Foto: AP / Susan Walsh

Es sind vier dunkle Gestalten, die an einem Strick ziehen. Haben sie Böses im Sinn? Im Gegenteil. Das zum Zerreißen straff gespannte Seil ist der Schicksalsfaden der Vereinigten Staaten von Amerika. Damit versuchen die vier verzweifelt, ihr Land vor einem Sturz über die Klippen zu bewahren.

Mit einem solchen Schattenriss hat die "New York Times" diese Woche einen Gastkommentar illustriert. Darin schreibt ein – anonymes – Mitglied der US-Administration über ein Widerstandsnest in der Trump-Regierung, das die Politik des Präsidenten nicht nur zu hintertreiben, sondern gelegentlich auch zu verhindern versucht.

Denn: "Die Wurzel des Problems ist die Amoralität des Präsidenten. Jeder, der mit ihm arbeitet, weiß, dass er keinen erkennbaren Grundprinzipien folgt, die seine Entscheidungsfindung leiten." Deshalb glauben die Widerständler, "dass wir zuallererst dem Land dienen müssen und tun, was wir können, um unsere demokratischen Institutionen zu schützen, indem wir fehlgeleiteten Impulsen Herrn Trumps entgegenwirken, bis er nicht mehr im Amt ist".

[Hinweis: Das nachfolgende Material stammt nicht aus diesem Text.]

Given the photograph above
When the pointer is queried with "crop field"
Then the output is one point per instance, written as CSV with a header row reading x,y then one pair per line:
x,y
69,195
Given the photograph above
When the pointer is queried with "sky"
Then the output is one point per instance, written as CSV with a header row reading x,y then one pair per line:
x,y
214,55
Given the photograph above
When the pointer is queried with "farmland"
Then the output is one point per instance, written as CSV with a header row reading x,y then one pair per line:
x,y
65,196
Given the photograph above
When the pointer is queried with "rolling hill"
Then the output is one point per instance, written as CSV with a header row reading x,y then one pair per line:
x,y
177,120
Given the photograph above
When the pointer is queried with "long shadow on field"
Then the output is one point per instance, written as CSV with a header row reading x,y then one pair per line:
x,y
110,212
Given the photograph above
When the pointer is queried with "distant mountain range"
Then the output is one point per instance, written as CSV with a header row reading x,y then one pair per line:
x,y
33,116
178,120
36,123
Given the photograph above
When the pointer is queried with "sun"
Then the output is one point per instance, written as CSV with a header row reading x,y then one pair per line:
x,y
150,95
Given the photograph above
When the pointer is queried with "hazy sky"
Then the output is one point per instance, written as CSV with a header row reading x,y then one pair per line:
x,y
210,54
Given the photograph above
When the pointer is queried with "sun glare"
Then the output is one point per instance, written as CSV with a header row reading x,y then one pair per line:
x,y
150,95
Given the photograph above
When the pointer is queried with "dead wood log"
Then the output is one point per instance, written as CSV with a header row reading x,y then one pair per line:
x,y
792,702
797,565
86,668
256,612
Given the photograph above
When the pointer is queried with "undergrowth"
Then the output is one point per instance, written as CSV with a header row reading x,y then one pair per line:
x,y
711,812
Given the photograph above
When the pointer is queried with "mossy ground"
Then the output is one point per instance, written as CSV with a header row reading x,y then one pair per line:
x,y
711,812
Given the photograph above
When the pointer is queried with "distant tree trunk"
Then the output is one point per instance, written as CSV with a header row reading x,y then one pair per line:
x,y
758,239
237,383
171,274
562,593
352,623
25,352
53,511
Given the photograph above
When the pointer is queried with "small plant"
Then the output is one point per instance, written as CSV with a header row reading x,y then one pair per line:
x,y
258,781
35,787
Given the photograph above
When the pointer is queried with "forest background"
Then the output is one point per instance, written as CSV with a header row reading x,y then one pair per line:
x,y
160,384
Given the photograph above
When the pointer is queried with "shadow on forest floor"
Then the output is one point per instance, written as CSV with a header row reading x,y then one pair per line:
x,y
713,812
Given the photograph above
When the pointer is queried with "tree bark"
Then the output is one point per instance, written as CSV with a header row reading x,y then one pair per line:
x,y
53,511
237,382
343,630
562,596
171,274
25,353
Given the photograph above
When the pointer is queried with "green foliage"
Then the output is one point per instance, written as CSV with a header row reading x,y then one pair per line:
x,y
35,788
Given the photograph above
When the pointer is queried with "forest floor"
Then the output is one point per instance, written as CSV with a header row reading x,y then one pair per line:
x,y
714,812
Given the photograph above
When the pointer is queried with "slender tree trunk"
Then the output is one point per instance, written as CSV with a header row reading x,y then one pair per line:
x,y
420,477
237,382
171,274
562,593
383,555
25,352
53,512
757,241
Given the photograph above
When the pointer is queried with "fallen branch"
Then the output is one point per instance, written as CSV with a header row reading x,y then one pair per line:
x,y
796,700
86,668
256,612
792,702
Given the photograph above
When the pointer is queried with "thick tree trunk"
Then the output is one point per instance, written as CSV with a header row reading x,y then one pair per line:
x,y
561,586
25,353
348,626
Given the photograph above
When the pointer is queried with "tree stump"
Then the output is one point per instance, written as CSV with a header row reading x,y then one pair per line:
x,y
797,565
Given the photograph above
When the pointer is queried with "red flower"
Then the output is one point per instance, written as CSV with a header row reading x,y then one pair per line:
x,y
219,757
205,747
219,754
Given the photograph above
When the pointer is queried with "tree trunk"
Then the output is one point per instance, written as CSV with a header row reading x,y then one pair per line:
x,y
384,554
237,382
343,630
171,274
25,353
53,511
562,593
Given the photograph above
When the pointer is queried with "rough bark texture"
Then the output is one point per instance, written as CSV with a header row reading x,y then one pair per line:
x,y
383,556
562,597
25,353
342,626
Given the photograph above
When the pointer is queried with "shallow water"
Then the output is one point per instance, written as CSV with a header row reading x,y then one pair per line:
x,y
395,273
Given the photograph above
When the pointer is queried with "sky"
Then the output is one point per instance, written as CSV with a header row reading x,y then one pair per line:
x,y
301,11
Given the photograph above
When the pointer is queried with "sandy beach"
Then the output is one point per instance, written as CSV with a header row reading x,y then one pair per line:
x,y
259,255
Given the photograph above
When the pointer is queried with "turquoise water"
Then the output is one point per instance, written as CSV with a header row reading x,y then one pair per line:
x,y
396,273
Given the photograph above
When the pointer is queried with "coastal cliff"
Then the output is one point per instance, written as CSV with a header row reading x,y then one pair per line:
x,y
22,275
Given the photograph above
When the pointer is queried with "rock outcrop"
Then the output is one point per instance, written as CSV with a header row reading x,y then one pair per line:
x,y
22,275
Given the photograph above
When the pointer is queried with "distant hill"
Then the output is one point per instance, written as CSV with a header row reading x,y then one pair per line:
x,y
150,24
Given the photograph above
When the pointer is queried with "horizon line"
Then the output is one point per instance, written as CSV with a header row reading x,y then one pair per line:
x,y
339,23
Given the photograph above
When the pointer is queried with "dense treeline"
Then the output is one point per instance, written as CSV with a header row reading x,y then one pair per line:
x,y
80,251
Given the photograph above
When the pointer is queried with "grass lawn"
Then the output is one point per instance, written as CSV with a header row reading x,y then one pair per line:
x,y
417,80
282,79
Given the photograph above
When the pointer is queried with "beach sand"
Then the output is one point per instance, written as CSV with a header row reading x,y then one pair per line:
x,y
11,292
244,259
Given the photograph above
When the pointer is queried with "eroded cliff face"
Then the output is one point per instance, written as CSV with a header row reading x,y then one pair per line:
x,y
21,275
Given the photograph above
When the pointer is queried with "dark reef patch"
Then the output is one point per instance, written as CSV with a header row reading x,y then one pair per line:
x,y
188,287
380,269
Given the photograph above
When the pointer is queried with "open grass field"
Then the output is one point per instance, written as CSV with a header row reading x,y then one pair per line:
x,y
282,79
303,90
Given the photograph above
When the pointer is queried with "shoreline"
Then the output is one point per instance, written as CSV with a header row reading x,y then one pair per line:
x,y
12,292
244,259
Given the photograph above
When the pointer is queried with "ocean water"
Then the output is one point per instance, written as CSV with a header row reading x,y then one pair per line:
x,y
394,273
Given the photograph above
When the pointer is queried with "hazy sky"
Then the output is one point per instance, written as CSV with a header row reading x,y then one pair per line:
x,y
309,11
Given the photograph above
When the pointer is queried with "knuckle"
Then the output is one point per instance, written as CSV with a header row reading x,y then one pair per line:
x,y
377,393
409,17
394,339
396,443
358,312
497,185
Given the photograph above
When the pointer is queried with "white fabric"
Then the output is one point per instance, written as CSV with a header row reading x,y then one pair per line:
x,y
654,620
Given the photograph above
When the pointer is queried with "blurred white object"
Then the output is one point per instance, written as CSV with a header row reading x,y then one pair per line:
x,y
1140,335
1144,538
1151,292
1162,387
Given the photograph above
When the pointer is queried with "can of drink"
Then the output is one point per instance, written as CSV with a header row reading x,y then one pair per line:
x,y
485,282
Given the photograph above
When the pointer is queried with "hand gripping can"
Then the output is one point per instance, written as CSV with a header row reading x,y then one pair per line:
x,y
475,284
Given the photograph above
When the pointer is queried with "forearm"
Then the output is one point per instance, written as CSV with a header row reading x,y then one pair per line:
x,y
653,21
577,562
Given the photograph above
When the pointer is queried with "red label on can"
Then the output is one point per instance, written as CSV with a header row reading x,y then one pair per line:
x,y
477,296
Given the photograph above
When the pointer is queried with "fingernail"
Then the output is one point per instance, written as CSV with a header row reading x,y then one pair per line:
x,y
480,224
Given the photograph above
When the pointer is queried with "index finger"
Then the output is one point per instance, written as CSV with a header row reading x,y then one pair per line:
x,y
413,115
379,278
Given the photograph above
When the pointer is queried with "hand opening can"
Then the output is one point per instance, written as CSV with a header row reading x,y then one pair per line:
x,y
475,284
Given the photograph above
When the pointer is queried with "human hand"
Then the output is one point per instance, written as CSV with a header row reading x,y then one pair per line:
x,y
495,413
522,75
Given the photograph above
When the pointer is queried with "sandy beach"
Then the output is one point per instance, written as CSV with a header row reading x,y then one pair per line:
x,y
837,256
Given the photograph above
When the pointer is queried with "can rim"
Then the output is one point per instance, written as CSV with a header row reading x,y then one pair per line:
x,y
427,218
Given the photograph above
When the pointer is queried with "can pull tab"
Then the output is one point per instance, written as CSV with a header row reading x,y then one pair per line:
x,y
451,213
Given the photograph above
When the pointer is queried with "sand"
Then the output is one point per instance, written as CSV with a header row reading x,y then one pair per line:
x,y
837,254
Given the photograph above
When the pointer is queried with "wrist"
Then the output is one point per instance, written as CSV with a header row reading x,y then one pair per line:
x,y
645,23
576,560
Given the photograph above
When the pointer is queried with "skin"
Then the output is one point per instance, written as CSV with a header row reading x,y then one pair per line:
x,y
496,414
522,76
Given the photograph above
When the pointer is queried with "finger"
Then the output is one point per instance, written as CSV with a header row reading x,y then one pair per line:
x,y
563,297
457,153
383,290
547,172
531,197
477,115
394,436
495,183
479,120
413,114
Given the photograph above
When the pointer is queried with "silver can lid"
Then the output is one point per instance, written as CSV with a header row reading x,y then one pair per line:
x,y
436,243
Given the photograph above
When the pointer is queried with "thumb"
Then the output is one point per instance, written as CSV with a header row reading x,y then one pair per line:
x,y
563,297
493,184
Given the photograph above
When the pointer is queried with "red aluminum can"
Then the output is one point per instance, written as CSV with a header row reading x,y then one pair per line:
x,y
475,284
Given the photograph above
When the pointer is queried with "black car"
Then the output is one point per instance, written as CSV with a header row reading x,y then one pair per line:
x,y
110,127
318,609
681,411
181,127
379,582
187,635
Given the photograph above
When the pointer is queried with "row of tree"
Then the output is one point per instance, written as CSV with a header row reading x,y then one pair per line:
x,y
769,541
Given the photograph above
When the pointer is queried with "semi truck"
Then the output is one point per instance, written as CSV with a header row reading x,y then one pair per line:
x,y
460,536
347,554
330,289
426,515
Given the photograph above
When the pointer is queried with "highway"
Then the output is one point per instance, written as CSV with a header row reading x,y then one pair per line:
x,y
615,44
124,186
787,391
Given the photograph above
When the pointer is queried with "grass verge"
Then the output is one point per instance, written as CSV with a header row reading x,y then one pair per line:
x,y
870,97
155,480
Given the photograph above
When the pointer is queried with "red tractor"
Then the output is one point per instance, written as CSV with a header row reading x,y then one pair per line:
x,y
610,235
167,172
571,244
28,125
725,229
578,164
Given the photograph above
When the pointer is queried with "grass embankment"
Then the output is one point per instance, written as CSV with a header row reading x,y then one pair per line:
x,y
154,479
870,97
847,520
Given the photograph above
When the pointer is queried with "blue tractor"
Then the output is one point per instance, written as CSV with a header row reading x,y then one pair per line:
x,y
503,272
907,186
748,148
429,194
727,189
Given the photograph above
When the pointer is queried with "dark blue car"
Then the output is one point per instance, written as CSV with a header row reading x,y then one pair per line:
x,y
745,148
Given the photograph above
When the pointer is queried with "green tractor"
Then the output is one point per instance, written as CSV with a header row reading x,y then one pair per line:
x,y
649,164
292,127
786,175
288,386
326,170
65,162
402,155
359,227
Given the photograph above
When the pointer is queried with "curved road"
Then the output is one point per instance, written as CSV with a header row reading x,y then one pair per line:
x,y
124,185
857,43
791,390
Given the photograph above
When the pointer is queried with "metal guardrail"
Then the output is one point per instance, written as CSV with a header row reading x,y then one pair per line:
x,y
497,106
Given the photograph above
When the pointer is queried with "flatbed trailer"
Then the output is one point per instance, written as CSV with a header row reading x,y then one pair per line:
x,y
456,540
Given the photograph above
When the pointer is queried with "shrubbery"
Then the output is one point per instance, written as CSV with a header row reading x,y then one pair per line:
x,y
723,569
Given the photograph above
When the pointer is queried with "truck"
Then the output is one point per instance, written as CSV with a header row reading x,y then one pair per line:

Institutionelles Multiorganversagen

Das Schreiben liest sich wie ein Dokument eines administrativen Staatsstreichs. Es ist der jüngste Beleg für eine Art institutionelles Multiorganversagen in der ältesten Demokratie moderner Prägung. Die "Times" hat nicht übertrieben: Die USA, sie stehen tatsächlich am Abgrund. Donald John Trump hat sie in eine konstitutionelle Krise geführt, die das Land kaum je gesehen hat. Politische Zerfallsszenarien altrömischen Ausmaßes tun sich auf. Begonnen aber hat alles schon lange vor diesen für Amerika so bitteren Septembertagen.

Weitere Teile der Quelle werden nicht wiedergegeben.